The cinematic experience is a gratifying hoax, predicated on a suspension of disbelief. We are convinced that all the disparate elements contributing to the production of a filmic experience – such as the transition of time and space, sometimes expanded, oftentimes contracted, the sequencing of scenes, the staging of action, the movement or stillness of camera, the scripted, memorised, rehearsed, measured, timed and delivered dialogue, the birth and nurturing of characters, the orchestration of light, the composition of music – are not crafted but, combined with each other, represent a well-spliced, invisibly strung-together reality.

Cinema’s power lies in the illusion it creates, in making us believe that the constructed image, carefully (or carelessly) crafted and structured, is a reality that we are privileged to watch from a safe distance.

The act of watching a film, of being in a darkened space, alone yet surrounded by others who are also alone, is like allowing oneself to enter spaces not visible in the stark light of the day. These are constructed spaces, made to seem alive, throbbing with possibility, enabling the human heart to feel things we would otherwise be guarded about.

Film theorists in the 1970s held that cinema provides its viewers a separation from their own egos or perceptions of reality while at the same time reinforcing those egos and perceptions. Perhaps the power of cinema lies in inducing us to subject our ‘self’ to a momentary and perceived loss of control, sort of like a free-fall experience from a twin-engine plane.

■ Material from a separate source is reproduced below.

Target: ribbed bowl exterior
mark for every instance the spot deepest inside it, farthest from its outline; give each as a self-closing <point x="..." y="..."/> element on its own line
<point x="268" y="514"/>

We know that soon enough, perhaps too soon, we shall hit terra firma and all will be well again; that we will no longer have to engage with difficult situations or deal with suppressed emotions; that we will be unfettered by the suffering of the tragic hero who makes us cry and the buffoonery of the comedian who makes a fool of himself or herself for our pleasure.

So why is it then, that, as makers and watchers of films, we return constantly to subjects of human misery and turmoil, to representations of what we consider historical truths, to the scenes of terrible violence, to the destruction of nations, cities, memories, lives?

Five well-known films, selected because their narrative is centred upon the experience of women during the partition of India in 1947, all raise the same question: when is a film an exercise to record, glorify, or condemn a particular view of history and when is it a cinematic unfolding of the human experience, informed by but transcending the politics of the time?